NAIROBI, Kenya, Nov 1 – Kenyan Banks are expected to close branches and pursue a digital strategy raising fears of downsizing staff.
According to Standard Investment Bank Research, banks are looking at thinner margins following the passing of the Banking Amendment Bill, forcing financial institutions to pursue a technology driven strategy to lower costs.
“Presently, Equity Bank has enacted a freeze on opening new branches and is instead using its mobile-based platforms as well as agencies to recruit new clients. Other lenders such as Sidian Bank and Family Bank are planning to cut staff in order to reduce cost of operation,” states an analyst at SIB.
Sidian Bank plans to send home at least 108 of its 506 staff at a one-off cost of Sh70 million while Mid-sized Family Bank was the first to declare a voluntary retrenchment programme but did not disclose the numbers targeted.
Meanwhile, Pan-African lender Ecobank has announced it will close nine branches, out of its 29 branches, over the next seven months.
According to management, the decision was made early this year with the bank planning to pursue a digital strategy, with similar changes planned across the other 36 countries it operates in.
Its clients will now be recruited and served across its digital platforms such as mobile and internet platforms.
The bank is currently in the process of selling its head office building based in Nairobi’s Central Business District.
A recent World Bank report on Kenya dubbed Beyond Resilience, banks’ average net interest margins are likely to decline by up to 430 basis points from the 11.4 percent they averaged in June 2016.

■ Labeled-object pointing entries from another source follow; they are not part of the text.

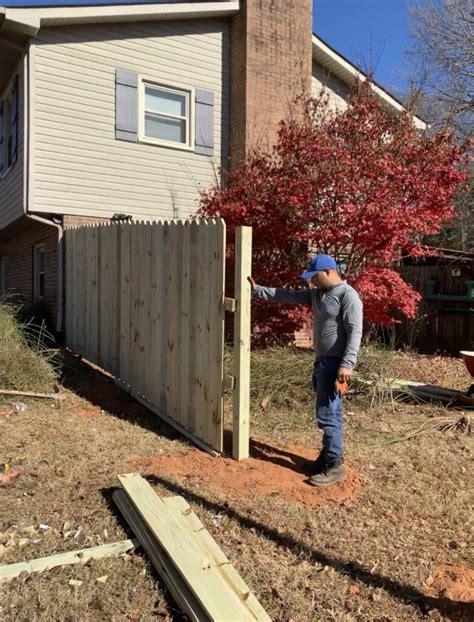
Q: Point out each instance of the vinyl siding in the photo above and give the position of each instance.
(79, 166)
(338, 91)
(11, 184)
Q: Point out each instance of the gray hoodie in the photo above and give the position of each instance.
(337, 317)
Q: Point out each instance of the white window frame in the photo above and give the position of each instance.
(36, 273)
(3, 276)
(190, 117)
(7, 127)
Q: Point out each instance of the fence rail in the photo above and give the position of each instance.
(145, 301)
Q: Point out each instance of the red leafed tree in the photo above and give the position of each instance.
(363, 185)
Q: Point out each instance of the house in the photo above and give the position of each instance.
(128, 110)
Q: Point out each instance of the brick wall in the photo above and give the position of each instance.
(18, 248)
(271, 64)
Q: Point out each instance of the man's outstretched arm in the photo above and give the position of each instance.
(281, 294)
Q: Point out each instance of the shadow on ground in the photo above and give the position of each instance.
(453, 610)
(100, 390)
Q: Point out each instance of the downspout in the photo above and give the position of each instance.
(26, 186)
(60, 230)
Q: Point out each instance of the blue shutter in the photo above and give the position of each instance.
(14, 121)
(2, 133)
(204, 122)
(126, 105)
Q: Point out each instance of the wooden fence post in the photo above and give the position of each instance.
(241, 407)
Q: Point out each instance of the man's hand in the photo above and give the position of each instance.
(344, 374)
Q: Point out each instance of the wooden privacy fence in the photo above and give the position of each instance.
(145, 301)
(445, 321)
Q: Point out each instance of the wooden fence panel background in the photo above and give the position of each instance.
(145, 302)
(441, 325)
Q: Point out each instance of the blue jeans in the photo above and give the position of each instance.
(329, 408)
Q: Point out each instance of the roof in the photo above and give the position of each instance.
(349, 73)
(28, 20)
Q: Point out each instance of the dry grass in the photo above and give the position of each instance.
(367, 560)
(25, 364)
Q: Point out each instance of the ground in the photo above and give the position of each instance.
(391, 543)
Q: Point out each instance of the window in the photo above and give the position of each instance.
(9, 127)
(38, 272)
(3, 276)
(7, 132)
(166, 115)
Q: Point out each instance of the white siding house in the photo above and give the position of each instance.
(12, 164)
(78, 164)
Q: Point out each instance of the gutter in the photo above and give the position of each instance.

This will impact all categories of Kenyan banks. However, given lower profit margins among Tier 3 banks relative to Tier 1 banks, they are likely to be hit the hardest.
Reflecting the impact of the new law on bank profitability, some 15 percent of value of bank stocks (5.4 percent of the all share index) was wiped-off within a month of the passing of the Banking Amendment Bill.
Further, the law is likely to reduce the ability of banks to differentiate creditworthiness and price accordingly, leading to a more homogenous product, reduced competition and shutting out of certain categories of borrowers.
The WB report reckons consolidation of the banking sector may occur, as most of the smaller banks will face even higher challenges given their relatively high cost of funds.
“When combined with more stringent capital requirements, the likelihood of consolidation is very high. This will potentially increase the market share of SACCOs and Micro-Finance Institutions (MFIs), who are not subject to the same interest rate restrictions,” the report indicates.
There are also concerns that Banks could create special purpose vehicles outside the purview of the Banking Act, freeing them to charge interest rates without the limitations of statutory cap.
Banks are expected to also divert more of their assets to government securities. Further, banks with a regional presence will likely reduce Kenyan exposure in favor of other countries.